New Simple Limbal Epithelial Transplantation Method Promising in Ocular Burns

Christopher J. Rapuano, MD


July 21, 2016


The corneal epithelium is produced by the stem cells located deep in the palisades of Vogt at the limbus. When this limbal tissue is damaged, it either results in the corneal epithelium failing to heal, in turn causing a persistent epithelial defect, or in the conjunctival epithelium growing over the cornea. The conjunctival epithelium, however, is not as smooth as the corneal epithelium, resulting in reduced vision and a risk for corneal vascularization.

Fortunately, limbal stem cells can be transplanted, thereby normalizing the corneal surface. One of the techniques for limbal stem cell transplantation is to remove a small amount of limbal stem cells from the normal fellow eye and, in a specialized clinical laboratory, induce the cells to greatly increase their number. At a later date, these additional limbal stem cells are transplanted to the damaged recipient eye. Although this technique is successful, it is expensive and time-consuming and has significant regulatory restrictions in many countries, including the United States.

The authors note in their discussion that they see approximately 100 new cases of severe ocular burns every year, which seems extremely high to me. However, they operate out of a tertiary eye care center in India, a country with a huge population and a large number of industrial and domestic accidents. Of note, the most common cause of LSCD in children in this study was accidental "edible lime-related trauma." Compared with adults, children in the study had more alkali injuries (although they had a similar numbers of acid injuries) and more severe symblepharon.

The study authors had performed over 1000 of the ex vivo cultivated limbal epithelial transplants when they developed their SLET technique in 2010. SLET is a relatively rapid single procedure (albeit on both eyes) that does not involve maintaining a clinical-grade laboratory.

The success of SLET has surprised many ophthalmologists, because it essentially refuted the long-standing belief that you needed a minimum of approximately 3-6 clock-hours of limbal stem cells to repopulate an entire cornea. With the SLET procedure used in this study, transplanting 1 clock-hour of limbal stem cell tissue resulted in complete corneal re-epithelialization in approximately 75% of eyes. It is unknown whether a larger limbal piece (perhaps 2 clock-hours) might yield even better outcomes.
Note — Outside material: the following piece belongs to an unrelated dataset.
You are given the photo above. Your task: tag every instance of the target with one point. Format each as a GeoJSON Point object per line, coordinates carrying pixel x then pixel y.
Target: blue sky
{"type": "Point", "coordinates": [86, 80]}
The relatively long-term results presented in this article are impressive. As mentioned earlier, the authors found acid injury, severe symblepharon, SLET combined with keratoplasty, and postoperative loss of SLET transplants to be risk factors for failure. They note that if symblepharon and severe corneal thinning were treated before or during the SLET procedure, the success rate might improve.

At a recent meeting, I heard about a modification of this technique in which the SLET grafts are covered with a second amniotic membrane tissue instead of a bandage soft contact lens in an attempt to minimize (ideally to the point of elimination) the loss of SLET grafts postoperatively. The SLET grafts reportedly remained in position and re-epithelialized the cornea without difficulty between the two amniotic membrane tissues. Another pearl I heard was to place the small SLET grafts outside the central cornea, because when they heal they do so with small corneal opacities, which are better kept outside the visual axis.

Although most of us don't see many patients with unilateral LSCD, we should consider performing SLET when we do. I know I will.